The constitutions declaring China a people's democratic republic were adopted in 1954, 1975, 1978, and 1982. The current Constitution was adopted on 4 December 1982. According to the current constitution, the People's Republic of China is a socialist state governed by a people’s democratic dictatorship that is led by the working class and based on an alliance of workers and peasants. The Constitution of 1982 was amended several times (1988, 1993 and 2004). The latest amendments recognize the right to own private property and other measures for the development of the non-state sector of the economy, as well as proclaim human rights.
In 1949–1956, basic industries were created, industry was nationalized, and agriculture was collectivized.
In May 1958, a course that resulted in the policy of the "great leap forward" and "communization" (1958–1966) was proclaimed, leading to the Cultural Revolution (1966–1976). The idea of the Cultural Revolution was to preserve Chinese communism by purging remnants of capitalist and traditional elements from Chinese society.
In December 1978, the course was redirected to a socialist market economy, that combined features of two systems: planned-distribution system and market system with mass attraction of foreign investment, greater economic independence of enterprises, reducing the share of the public sector in the economy, opening free economic zones, overcoming poverty, and developing science and technology.
By the early 1990s, China managed to solve completely the issue of providing the population with food, to develop high rates of GDP growth and industrial production, and to raise people’s living standards.
Officially, the post of President of the People's Republic of China was restored in 1982, before that, the country and the party had usually been led by the chairmen of the Central Military Council of the CCP Central Committee.
Thus, the Presidents of the People's Republic of China were:
- Mao Zedong (20 March 1943 – 9 September 1976) – the creator and the first President of the People's Republic of China, the main theorist of Maoism, an outstanding leader and revolutionary.

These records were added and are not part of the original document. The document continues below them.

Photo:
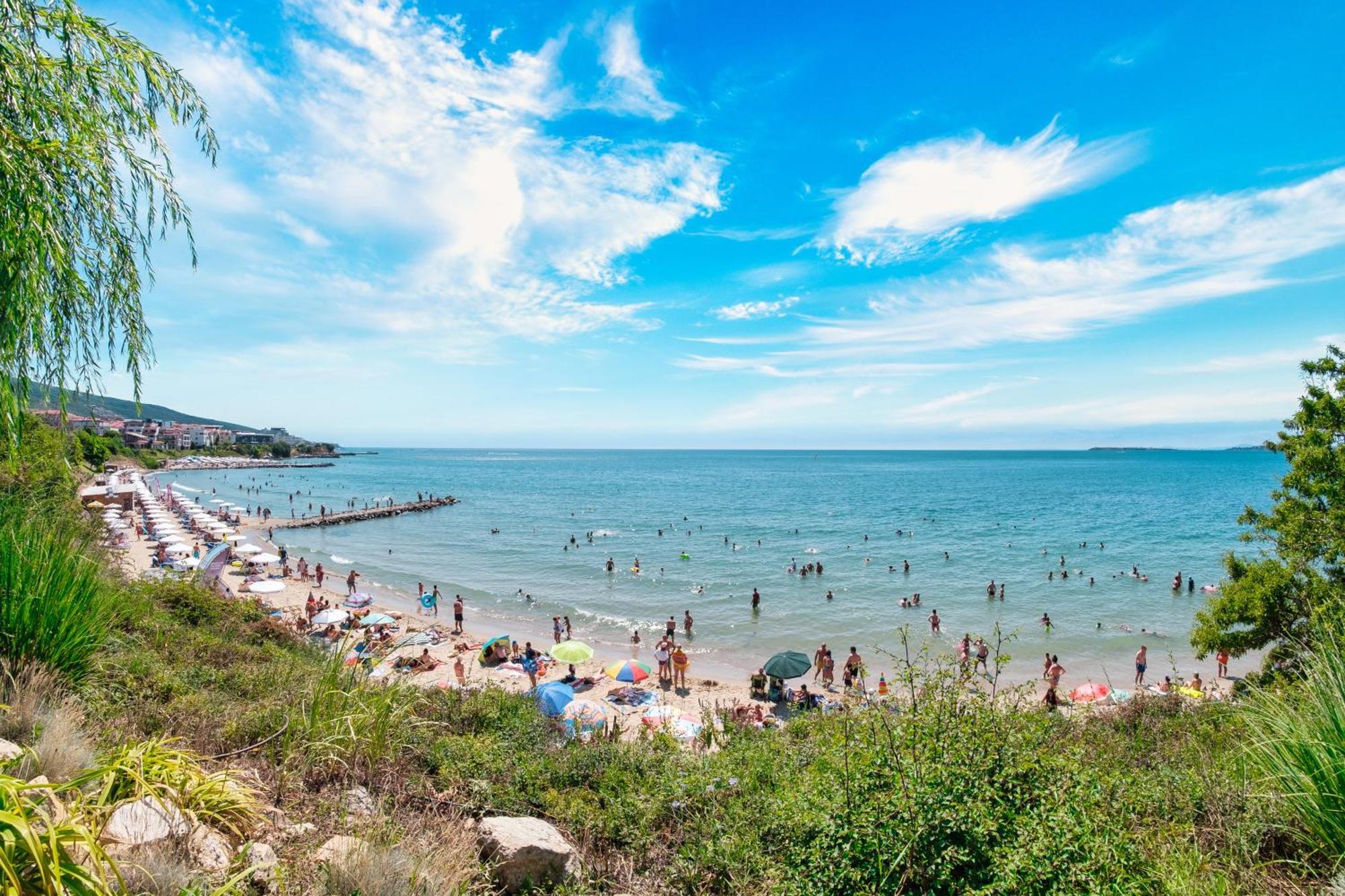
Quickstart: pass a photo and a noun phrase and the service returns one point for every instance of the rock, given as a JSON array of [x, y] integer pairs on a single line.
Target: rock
[[145, 821], [302, 829], [527, 850], [358, 802], [263, 861], [209, 849], [340, 848]]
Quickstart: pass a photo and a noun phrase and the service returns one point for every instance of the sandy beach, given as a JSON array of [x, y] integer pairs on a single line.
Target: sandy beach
[[711, 685]]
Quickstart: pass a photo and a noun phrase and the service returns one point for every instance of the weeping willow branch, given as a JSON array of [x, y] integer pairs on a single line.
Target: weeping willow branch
[[87, 186]]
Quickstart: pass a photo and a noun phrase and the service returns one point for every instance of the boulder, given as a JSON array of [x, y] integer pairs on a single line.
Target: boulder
[[358, 802], [340, 848], [301, 829], [145, 821], [525, 850], [263, 861], [209, 849]]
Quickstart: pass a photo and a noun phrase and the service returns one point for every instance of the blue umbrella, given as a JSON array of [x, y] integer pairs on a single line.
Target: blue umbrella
[[555, 697]]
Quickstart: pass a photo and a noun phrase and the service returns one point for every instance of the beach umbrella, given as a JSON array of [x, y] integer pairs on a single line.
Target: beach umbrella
[[572, 651], [627, 670], [1090, 692], [586, 713], [486, 647], [553, 697], [787, 663]]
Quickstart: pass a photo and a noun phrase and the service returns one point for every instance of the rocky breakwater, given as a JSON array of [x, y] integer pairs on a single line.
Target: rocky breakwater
[[369, 513]]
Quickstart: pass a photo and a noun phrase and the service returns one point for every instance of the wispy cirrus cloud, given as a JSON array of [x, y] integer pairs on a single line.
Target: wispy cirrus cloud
[[755, 310], [1175, 255], [401, 146], [631, 87], [923, 196]]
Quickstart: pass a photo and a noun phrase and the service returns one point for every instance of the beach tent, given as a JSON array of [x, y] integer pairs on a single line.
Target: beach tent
[[488, 646], [572, 651], [787, 663], [1090, 692], [586, 713], [553, 697]]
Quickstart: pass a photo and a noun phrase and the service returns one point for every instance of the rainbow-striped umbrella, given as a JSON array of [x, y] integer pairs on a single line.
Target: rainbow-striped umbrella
[[627, 670]]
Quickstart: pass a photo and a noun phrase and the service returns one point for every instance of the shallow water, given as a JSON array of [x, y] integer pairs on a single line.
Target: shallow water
[[1001, 516]]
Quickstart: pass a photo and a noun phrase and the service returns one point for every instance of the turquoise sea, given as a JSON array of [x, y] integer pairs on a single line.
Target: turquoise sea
[[1000, 516]]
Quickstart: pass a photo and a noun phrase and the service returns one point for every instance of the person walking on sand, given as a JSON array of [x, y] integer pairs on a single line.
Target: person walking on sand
[[681, 662], [1055, 671], [661, 655]]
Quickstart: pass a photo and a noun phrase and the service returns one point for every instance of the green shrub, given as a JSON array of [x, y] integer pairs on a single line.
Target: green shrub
[[56, 603], [1299, 748]]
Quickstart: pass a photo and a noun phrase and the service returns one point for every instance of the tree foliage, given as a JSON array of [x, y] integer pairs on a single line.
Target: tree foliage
[[1299, 589], [87, 188]]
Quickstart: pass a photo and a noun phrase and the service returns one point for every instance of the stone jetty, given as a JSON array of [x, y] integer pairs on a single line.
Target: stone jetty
[[356, 516]]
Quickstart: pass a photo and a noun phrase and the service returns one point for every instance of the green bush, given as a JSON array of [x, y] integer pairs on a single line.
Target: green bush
[[56, 603], [1299, 748]]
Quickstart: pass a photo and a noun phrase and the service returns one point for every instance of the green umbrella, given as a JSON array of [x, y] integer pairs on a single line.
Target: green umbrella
[[572, 651], [789, 663]]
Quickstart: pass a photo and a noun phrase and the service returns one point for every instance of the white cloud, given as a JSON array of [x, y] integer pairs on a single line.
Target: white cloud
[[1180, 253], [440, 166], [630, 88], [303, 233], [923, 196], [755, 310]]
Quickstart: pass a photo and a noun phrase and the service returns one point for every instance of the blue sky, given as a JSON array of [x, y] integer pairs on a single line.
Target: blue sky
[[754, 225]]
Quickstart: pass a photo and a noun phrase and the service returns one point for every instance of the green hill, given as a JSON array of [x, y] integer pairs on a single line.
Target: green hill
[[89, 405]]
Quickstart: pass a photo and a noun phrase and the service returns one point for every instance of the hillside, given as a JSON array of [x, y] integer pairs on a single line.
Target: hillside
[[85, 404]]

- Liu Shaoqi (28 April 1959 – 11 October 1968) – the second President of the People's Republic of China, officially recognized as the heir of Mao Zedong, a prominent Communist figure.

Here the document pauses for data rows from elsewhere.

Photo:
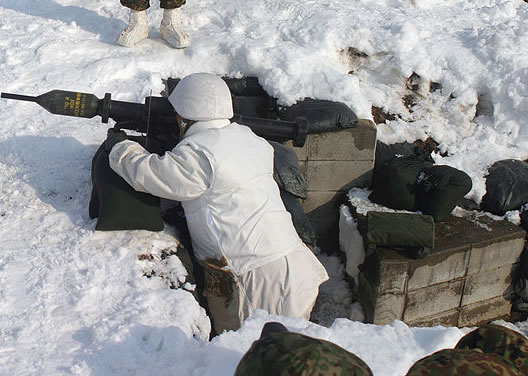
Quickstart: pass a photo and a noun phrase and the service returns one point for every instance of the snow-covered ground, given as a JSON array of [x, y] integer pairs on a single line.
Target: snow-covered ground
[[76, 301]]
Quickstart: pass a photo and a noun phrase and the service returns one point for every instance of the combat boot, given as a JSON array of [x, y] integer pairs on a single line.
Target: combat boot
[[171, 29], [137, 29]]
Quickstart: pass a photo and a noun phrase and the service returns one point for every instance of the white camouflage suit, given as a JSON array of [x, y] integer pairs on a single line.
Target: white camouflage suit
[[240, 230]]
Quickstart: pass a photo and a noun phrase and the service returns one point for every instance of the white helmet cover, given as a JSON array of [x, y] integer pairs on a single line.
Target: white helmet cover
[[202, 96]]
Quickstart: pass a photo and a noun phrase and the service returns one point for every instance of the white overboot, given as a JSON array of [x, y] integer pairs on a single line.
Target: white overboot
[[137, 29], [171, 29]]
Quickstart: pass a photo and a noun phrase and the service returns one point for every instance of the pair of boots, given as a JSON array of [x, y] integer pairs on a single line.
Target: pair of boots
[[170, 28]]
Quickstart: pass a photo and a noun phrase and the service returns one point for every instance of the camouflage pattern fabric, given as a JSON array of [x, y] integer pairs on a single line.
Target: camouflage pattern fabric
[[145, 4], [462, 362], [498, 340], [293, 354]]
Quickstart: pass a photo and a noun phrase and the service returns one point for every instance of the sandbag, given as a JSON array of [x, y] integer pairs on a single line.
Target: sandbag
[[322, 115], [456, 362], [394, 182], [279, 352], [506, 186], [413, 234], [116, 205], [286, 171], [440, 189], [498, 340], [301, 221]]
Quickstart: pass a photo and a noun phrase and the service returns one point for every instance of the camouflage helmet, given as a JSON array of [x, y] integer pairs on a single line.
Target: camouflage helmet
[[498, 340], [279, 352], [461, 362]]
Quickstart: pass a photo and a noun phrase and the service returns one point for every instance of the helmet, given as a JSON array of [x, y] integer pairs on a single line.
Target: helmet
[[202, 96]]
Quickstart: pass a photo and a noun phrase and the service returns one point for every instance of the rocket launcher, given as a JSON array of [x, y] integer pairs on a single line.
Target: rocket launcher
[[156, 117]]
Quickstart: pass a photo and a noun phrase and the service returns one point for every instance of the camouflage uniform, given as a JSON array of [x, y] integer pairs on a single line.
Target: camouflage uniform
[[281, 353], [145, 4], [462, 362], [498, 340]]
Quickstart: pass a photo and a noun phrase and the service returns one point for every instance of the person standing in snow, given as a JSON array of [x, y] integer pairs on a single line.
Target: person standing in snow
[[171, 26], [240, 230]]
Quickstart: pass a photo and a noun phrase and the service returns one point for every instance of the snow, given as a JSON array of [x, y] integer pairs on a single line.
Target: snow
[[77, 301]]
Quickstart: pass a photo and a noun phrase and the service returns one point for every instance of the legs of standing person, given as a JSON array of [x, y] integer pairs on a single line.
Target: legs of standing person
[[137, 29], [171, 26]]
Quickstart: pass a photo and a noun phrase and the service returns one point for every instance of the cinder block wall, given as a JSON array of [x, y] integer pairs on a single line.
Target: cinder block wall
[[465, 281], [332, 163]]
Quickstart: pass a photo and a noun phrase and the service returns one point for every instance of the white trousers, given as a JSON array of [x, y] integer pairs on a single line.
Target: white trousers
[[287, 286]]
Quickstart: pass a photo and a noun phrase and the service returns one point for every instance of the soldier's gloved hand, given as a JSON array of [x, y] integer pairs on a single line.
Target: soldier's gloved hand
[[113, 137]]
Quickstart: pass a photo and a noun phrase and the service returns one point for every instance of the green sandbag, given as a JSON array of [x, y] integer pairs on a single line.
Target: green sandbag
[[411, 233], [394, 182], [440, 189], [457, 362], [116, 204]]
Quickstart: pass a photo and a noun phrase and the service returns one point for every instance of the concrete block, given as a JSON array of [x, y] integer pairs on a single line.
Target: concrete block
[[388, 270], [482, 312], [488, 284], [433, 300], [338, 175], [388, 307], [302, 168], [317, 199], [495, 255], [302, 153], [353, 144], [323, 212], [448, 318], [437, 268]]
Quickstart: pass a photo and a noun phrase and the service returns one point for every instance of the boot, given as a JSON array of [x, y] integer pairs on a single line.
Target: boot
[[171, 29], [137, 29]]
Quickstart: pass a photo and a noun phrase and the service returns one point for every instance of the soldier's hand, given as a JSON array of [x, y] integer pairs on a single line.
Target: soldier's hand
[[113, 137]]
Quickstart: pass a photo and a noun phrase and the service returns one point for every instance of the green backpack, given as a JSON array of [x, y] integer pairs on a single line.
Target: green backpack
[[116, 205]]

- Dong Biwu (31 October 1968 – 17 January 1975) – one of the founders of the Communist Party of China.
- Soong Ching-ling (the Vice President of the PRC, 31 October 1968 – 24 February 1972) – founder of the Chinese League of Human Rights, Honorary Chairman of the All-China Federation of Women, holds the status of Honorary President of the People's Republic of China, awarded to her shortly before death.

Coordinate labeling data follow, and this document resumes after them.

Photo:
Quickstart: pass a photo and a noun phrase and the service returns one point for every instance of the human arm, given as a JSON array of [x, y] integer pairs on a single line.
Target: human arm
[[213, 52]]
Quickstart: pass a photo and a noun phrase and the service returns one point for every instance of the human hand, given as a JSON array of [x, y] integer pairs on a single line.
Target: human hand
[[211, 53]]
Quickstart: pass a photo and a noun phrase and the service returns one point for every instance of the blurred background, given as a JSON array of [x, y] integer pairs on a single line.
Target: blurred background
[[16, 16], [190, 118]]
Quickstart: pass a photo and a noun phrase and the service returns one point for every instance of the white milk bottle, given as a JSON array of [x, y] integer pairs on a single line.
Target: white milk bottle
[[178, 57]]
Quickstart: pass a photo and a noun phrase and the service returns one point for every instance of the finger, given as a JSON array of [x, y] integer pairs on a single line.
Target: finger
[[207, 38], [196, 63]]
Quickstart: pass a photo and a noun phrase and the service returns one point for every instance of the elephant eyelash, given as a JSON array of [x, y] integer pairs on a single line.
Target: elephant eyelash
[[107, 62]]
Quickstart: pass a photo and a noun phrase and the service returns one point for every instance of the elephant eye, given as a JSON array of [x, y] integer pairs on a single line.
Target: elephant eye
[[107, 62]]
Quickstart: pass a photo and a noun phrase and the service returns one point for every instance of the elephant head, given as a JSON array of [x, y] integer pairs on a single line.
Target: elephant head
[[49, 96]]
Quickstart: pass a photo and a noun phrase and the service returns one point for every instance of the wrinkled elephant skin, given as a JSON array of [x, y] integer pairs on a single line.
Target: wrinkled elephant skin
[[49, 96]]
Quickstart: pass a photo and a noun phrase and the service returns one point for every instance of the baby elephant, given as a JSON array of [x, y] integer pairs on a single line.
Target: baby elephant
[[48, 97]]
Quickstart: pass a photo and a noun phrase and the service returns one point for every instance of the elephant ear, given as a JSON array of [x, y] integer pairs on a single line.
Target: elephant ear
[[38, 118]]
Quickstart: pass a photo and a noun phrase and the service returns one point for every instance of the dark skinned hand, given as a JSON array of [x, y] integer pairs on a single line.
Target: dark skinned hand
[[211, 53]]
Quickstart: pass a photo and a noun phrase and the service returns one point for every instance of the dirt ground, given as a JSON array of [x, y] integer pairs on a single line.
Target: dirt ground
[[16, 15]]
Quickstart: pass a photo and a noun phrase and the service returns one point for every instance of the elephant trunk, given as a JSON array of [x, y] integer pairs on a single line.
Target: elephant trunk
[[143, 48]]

- Li Xiannian (18 June 1983 – 8 April 1988) – Honorary Chairman of the Foundation for the Development of the Poorest Regions of China, an active political figure.
- Yang Shangkun (8 April 1988 – 27 March 1993) – political figure, former CCP leader, one of the"Eight Immortals of the CCP".
- Jiang Zemin (27 March 1993 – 15 March 2003) – party worker and political leader, brought the Chinese economy to the seventh place in the world, strengthened the country's economic and military potential.
- Hu Jintao (15 March 2003 – 14 March 2013) – strengthened China's status as an economic superpower, introduced the concept of "Eight virtues and eight vices".
- Xi Jinping (14 March 2013 – present time) – political and party leader, took large-scale measures to strengthen party discipline and ensure internal unity, strengthened the ideological discourse, advocates a firmer foreign policy.
The Constitution of the People's Republic of China provides for a three-stage administrative division of the country into provinces, counties and townships. In fact, there are five levels of local government in the PRC: province, district, county, township, and village. The administrative division of Taiwan is similar to the division of the People's Republic of China; there is no division into provinces or districts.
There are 34 administrative divisions in the PRC, including 23 provinces (one of them (Taiwan) has an uncertain political status), 5 autonomous regions, 4 cities of central subordination and 2 special administrative regions.
According to statistics, in 2017 the total number of administrative divisions is 43,104. These include 44 provincial-level units, 349 district-level units, 2,847 county-level units, and 39,864 township-level units.